Sociedade anti fascista
Desde pequenos, nossos avós e pais, mesmo sendo analfabetos e semianalfabetos, nos imbuíam de cultura antifascista contando-nos todo o sofrimento que haviam padecido sob os regimes de Hitler na Alemanha e de Mussolini na Itália. Não era uma questão ideológica, mas existencial. Na hora das narrativas liamos em seus olhos os horrores vivenciados na própria pele, sobretudo durante a Segunda Guerra Mundial. O homem que um dia se tornou meu pai, aos 18 anos foi obrigado a embarcar num navio de guerra a serviço do nazifascismo até o dia 03 de setembro de 1943 quando a Itália se rendeu aos Países Aliados para depois fazer parte do exército de libertação que expulsou o nazifascismo da Europa. A minha mãe, por sua vez, tinha só 8 anos quando o conflito começou.
Um trauma vivo
A distância de anos, mesmo com a paz restabelecida, a guerra continuava acontecendo em sua memória como uma ferida que não cicatrizava. Não conseguia esquecer o som da sirene que alertava os bombardeios, as corridas rumo aos abrigos para se protegerem, o barulho dos motores dos aviões e as explosões das bombas que caiam sobre a cidade, a terra que tremia e o medo de morrer a qualquer hora.
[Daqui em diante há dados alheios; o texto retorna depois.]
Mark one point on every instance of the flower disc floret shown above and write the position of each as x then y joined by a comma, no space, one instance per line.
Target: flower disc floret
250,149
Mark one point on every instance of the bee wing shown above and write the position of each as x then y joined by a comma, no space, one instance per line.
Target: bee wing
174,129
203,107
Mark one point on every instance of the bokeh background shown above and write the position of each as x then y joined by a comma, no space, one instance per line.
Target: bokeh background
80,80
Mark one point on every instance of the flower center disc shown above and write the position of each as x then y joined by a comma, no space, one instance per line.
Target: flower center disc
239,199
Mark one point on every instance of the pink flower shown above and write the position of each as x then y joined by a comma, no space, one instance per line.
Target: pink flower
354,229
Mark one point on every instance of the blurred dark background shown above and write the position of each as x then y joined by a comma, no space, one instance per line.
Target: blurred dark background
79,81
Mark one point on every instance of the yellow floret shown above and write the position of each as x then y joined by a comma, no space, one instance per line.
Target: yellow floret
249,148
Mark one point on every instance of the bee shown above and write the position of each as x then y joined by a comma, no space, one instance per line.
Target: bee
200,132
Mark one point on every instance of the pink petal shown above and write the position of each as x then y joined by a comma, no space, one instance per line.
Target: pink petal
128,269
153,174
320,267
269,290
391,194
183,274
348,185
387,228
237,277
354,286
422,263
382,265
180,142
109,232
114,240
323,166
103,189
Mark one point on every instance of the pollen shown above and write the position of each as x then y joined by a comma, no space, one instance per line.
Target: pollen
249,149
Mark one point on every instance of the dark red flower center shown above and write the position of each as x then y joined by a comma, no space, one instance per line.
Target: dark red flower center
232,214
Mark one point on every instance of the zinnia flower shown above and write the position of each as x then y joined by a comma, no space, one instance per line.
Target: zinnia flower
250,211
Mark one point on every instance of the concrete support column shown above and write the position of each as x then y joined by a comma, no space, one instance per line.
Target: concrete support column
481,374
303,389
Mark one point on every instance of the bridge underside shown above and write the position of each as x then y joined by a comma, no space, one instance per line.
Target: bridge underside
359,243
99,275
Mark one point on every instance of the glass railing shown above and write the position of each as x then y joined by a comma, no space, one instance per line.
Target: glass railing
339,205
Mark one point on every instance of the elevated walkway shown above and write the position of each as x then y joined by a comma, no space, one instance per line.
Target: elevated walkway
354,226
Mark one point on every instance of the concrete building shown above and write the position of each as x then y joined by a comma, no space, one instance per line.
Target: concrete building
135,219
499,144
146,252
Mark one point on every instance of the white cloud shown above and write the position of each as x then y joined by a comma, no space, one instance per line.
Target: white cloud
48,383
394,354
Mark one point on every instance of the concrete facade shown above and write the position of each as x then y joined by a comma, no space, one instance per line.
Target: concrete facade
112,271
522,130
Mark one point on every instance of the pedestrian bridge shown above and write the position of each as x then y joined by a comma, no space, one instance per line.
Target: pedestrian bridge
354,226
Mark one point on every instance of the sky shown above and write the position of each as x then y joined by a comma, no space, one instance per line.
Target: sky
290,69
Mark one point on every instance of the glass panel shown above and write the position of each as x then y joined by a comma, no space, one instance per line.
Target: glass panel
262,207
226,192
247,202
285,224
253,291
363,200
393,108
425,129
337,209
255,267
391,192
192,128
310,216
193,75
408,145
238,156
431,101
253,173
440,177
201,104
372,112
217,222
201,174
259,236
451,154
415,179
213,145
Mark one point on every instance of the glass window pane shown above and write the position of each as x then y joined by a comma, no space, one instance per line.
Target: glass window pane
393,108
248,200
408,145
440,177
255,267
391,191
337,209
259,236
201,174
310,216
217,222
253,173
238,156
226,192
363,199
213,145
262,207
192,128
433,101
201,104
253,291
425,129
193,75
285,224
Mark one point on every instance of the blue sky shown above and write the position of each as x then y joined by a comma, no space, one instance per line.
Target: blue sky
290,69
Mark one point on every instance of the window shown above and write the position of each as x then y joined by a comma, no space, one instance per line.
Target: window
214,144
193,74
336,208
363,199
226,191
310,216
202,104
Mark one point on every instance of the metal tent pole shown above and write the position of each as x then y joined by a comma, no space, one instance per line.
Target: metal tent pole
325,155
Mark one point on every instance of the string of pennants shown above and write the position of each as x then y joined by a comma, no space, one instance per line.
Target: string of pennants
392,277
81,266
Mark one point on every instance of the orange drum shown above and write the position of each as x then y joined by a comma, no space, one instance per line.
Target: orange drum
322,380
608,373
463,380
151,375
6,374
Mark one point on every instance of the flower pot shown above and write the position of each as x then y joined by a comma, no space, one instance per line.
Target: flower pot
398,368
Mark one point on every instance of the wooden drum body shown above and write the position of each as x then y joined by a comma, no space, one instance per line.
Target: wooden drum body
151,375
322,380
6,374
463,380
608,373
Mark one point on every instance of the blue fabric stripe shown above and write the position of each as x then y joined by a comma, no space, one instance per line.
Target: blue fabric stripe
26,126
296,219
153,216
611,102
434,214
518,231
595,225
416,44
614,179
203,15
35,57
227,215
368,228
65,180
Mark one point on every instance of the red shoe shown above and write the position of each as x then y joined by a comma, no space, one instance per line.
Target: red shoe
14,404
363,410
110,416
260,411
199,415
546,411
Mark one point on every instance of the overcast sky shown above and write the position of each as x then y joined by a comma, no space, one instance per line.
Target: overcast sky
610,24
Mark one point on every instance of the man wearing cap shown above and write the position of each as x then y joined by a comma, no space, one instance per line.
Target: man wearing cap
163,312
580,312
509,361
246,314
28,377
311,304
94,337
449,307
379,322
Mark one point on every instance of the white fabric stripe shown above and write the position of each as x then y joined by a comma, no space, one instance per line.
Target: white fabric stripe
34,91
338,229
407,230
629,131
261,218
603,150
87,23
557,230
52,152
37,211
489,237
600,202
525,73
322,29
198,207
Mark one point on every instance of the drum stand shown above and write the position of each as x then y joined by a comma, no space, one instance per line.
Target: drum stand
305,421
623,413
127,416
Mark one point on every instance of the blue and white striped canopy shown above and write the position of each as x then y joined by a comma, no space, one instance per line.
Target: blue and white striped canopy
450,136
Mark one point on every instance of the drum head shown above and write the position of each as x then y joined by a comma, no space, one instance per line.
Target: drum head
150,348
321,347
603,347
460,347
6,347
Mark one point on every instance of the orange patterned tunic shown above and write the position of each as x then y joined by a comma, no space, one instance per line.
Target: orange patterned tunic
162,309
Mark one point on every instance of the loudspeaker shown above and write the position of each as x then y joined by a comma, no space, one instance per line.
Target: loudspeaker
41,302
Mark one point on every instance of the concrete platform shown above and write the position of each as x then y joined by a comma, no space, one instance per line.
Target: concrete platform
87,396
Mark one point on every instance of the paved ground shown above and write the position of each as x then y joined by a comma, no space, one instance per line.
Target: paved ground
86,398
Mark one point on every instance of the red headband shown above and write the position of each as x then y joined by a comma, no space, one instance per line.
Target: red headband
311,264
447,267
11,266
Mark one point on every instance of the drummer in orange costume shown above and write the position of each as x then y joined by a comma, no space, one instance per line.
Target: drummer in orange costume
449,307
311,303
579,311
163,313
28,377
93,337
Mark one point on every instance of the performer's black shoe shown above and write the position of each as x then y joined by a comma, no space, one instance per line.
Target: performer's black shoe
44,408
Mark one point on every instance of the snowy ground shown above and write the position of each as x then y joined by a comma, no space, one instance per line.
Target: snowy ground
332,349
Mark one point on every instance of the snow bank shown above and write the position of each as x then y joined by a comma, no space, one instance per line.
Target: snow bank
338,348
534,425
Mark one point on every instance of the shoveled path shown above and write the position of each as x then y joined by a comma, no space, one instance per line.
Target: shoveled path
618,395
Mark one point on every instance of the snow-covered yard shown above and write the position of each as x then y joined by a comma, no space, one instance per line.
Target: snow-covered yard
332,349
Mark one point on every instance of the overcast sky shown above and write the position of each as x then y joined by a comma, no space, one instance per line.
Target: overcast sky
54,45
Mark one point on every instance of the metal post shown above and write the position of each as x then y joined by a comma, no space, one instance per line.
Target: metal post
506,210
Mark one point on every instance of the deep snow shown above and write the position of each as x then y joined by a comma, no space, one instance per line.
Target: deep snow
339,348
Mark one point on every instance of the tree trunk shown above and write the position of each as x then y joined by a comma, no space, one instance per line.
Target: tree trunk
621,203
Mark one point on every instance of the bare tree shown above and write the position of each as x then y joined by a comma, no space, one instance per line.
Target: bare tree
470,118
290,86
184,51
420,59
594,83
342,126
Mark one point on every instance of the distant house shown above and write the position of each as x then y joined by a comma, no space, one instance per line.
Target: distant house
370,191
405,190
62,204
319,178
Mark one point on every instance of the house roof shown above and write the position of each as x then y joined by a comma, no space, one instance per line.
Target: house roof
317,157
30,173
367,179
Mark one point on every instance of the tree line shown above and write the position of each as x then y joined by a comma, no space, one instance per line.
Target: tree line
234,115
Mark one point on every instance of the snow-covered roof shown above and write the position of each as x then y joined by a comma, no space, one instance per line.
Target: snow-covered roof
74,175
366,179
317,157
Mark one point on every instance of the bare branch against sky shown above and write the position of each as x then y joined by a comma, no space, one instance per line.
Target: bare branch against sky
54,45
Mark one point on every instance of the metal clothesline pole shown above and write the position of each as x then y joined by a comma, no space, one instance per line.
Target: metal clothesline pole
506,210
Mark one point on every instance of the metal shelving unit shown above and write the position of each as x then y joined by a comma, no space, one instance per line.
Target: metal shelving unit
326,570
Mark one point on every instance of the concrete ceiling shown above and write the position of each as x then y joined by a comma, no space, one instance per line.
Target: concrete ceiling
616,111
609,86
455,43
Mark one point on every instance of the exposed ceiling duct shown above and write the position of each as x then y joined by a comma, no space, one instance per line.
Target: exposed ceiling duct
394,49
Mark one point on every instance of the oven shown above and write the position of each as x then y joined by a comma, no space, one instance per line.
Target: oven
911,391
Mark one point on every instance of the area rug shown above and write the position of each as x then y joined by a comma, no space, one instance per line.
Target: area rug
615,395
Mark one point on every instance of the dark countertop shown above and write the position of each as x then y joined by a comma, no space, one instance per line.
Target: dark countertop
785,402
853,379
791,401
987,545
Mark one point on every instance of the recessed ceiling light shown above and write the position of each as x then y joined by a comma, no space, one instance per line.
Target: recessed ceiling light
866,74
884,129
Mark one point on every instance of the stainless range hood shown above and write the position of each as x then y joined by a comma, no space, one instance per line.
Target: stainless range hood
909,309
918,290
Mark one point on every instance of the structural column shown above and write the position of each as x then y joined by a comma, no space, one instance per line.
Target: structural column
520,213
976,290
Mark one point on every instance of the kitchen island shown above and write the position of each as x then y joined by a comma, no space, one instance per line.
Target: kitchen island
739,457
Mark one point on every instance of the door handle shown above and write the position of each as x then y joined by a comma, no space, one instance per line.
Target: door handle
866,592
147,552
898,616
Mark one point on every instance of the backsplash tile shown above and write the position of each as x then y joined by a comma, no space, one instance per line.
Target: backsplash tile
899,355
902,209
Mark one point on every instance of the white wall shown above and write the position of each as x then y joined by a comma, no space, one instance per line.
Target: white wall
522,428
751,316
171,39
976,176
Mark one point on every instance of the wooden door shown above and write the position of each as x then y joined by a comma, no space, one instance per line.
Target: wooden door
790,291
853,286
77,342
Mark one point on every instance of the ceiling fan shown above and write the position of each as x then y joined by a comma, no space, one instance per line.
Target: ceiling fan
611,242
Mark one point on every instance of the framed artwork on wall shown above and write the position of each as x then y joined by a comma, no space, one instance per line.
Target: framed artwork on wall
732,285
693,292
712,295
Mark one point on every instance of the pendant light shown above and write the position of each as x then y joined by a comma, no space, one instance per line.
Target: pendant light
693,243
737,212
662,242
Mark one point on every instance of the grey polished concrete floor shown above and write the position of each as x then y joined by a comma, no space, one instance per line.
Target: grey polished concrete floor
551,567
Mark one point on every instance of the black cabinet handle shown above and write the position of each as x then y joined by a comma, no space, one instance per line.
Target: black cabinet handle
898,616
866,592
Minha avó contava sobretudo da chacina nazista que aconteceu na minha cidade no dia 12 de setembro de 1943, quando um pelotão nazista, como vingança ao armistício que a Itália assinara com os países aliados alguns dias antes, fuzilou em praça pública onze guardas municipais e dois garis. Um guarda municipal foi atingido primeiro pelas balas dos nazistas e caiu ficando debaixo dos outros corpos que acabaram protegendo sua vida. Uma mulher percebeu que ele estava ainda vivo e, com a ajuda de outras pessoas, conseguiu retirá-lo e colocá-lo a salvo. As marcas dos tiros ainda são visíveis na fachada do prédio do correio da minha cidade onde aconteceu essa página terrível de uma história que não pode voltar a acontecer. Aqueles buracos na parede servem para não esquecer o báratro em que a humanidade precipita quando decide optar pelo ódio e a violência.
Brasil Fascista???
Não consigo entender como existem pessoas de todas as idades que fazem questão de carregar símbolos nazistas e os crimes contra a humanidade cometidos por regimes autoritários como o stalinismo, o fascismo e o nazismo. Graças a Deus, o Brasil, mesmo participando do exército de libertação, não foi diretamente envolvido na Segunda Guerra Mundial, mas conheceu os horrores da ditadura militar. Há ainda muitos sobreviventes daquele tempo que podem contar as torturas que sofreram naquela época somente porque pensavam de maneira diferente. Mas tem pessoas que, apesar de todas as provas documentais, negam os fatos, ou, pior ainda, os aprovam e elogiam os torturadores como se fossem heróis. “Podemos facilmente perdoar uma criança que tem medo do escuro – dizia o filósofo Platão -, mas a real tragédia da vida é quando os homens têm medo da luz”… Quando preferem a mentira à verdade, invertem os valores e exaltam os algozes, veneram como mitos seres que desprezam a vida, idolatram torturadores, cultivam o ódio, perseguem obstinadamente a vingança, anseiam por armas e veneram o “deus da guerra”.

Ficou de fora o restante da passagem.